Sin(x+y) = Sin(x)Cos(y) + Cos(x)Sin(y)
Sin(x-y) = Sin(x)Cos(y) - Cos(x)Sin(y)
from which we can get:
Sin(x+x) = Sin(x)Cos(x) + Cos(x)Sin(x) = 2Sin(x)Cos(x)

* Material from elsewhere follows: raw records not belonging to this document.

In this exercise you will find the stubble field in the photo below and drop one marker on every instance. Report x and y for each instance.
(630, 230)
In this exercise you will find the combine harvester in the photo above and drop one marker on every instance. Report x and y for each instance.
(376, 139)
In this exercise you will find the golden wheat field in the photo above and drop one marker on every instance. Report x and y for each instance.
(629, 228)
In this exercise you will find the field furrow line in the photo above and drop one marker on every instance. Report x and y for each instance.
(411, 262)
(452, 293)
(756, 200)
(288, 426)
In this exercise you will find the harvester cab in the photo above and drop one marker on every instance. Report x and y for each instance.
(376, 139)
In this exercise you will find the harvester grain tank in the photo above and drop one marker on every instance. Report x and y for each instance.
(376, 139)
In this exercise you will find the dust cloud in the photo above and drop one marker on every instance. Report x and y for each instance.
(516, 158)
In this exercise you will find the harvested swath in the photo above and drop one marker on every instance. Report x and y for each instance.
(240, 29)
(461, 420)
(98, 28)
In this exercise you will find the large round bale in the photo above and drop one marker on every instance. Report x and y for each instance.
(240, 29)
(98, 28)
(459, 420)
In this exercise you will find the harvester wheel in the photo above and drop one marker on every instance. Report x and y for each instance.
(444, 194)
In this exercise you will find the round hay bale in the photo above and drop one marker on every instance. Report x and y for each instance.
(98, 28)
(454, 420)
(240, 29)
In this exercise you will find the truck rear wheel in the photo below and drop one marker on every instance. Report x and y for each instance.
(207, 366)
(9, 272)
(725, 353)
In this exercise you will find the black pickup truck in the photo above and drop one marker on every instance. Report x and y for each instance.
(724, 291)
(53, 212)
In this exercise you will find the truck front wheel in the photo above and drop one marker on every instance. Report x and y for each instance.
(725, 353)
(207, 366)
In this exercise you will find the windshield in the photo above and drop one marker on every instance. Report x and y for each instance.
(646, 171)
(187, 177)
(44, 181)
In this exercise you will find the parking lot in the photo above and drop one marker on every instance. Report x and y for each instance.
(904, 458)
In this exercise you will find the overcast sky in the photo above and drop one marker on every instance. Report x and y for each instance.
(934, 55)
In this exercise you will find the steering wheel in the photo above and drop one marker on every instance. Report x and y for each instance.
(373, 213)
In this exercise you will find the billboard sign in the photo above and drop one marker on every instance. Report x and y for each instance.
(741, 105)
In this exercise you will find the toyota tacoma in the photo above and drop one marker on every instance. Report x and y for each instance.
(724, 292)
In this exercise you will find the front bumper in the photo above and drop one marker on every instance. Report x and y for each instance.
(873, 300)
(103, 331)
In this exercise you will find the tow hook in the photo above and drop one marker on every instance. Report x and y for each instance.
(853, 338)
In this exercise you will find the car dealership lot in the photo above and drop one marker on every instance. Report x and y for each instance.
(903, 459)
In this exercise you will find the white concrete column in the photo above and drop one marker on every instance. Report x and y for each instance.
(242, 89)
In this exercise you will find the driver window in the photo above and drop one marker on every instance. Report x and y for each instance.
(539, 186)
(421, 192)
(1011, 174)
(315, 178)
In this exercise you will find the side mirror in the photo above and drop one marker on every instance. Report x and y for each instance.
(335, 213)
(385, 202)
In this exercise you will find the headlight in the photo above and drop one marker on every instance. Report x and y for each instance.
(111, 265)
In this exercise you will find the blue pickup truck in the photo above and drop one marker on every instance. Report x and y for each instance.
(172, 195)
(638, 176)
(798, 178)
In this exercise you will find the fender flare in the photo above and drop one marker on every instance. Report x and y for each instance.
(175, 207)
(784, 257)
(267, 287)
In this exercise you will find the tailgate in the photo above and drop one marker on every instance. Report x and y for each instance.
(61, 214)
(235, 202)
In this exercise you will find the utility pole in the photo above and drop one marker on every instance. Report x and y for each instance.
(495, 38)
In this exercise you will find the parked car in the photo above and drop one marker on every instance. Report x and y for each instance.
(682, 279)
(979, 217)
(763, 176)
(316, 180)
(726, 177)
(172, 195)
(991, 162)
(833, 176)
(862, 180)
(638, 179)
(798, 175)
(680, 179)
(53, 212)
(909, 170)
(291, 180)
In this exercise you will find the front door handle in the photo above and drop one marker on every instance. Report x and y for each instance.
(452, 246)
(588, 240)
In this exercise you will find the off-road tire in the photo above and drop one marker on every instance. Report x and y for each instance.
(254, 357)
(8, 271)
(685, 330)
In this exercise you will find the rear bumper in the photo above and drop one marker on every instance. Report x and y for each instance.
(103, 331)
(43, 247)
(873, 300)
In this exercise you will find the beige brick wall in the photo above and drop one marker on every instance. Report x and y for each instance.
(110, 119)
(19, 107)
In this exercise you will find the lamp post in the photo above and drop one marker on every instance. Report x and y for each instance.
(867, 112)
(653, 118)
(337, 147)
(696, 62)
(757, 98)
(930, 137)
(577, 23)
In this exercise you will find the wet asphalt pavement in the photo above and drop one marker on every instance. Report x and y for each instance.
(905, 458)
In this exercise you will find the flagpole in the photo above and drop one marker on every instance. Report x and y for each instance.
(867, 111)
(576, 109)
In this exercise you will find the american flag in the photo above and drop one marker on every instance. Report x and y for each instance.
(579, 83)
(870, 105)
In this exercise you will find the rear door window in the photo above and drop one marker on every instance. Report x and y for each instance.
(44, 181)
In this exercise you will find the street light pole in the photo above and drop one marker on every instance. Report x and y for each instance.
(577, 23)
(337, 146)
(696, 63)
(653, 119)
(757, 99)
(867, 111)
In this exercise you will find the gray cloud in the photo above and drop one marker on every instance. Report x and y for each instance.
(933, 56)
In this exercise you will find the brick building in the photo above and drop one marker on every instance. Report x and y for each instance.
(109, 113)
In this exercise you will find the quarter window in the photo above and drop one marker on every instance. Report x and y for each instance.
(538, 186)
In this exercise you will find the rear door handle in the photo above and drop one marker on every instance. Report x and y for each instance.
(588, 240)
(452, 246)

Cos(x+y) = Cos(x)Cos(y) - Sin(x)SIn(y)
Cos(x-y) = Cos(x)Cos(y) + Sin(x)SIn(y)
(note the reversal of signs)

So, the question
sin (x+y) cos (x-y) + cos (x+y) sin (x-y) = sin2x
becomes

[Sin(x)Cos(y) + Cos(x)Sin(y)][Cos(x)Cos(y) + Sin(x)SIn(y)] + [Cos(x)Cos(y) - Sin(x)SIn(y)][ Sin(x)Cos(y) - Cos(x)Sin(y)] = Sin(2x)

Take it from there
(it is long but if you are careful, you'll get there)

Answer 5

sin(2x) = 2*sin(x)*cos(x)
cos(2x) = [cos(x)]^2 - [sin(x)]^2 = 2*[cos(x)]^2 - 1

sin(2x)/sin(x) - cos(2x)/cos(x)
=2*sin(x)*cos(x)/sin(x) - (2*[cos(x)]^2 - 1)/cos(x)
=2*cos(x) - 2*cos(x) +1/cos(x)
=1/cos(x)
=sec(x)
Q.E.D.


sin(A+B) = sin(A)*cos(B) + cos(A)*sin(B)
A = x+y, B = x-y

sin(x+y)*cos(x-y) + cos(x+y)*sin(x-y)
=sin[(x+y)+(x-y)]
=sin(2x)
Q.E.D.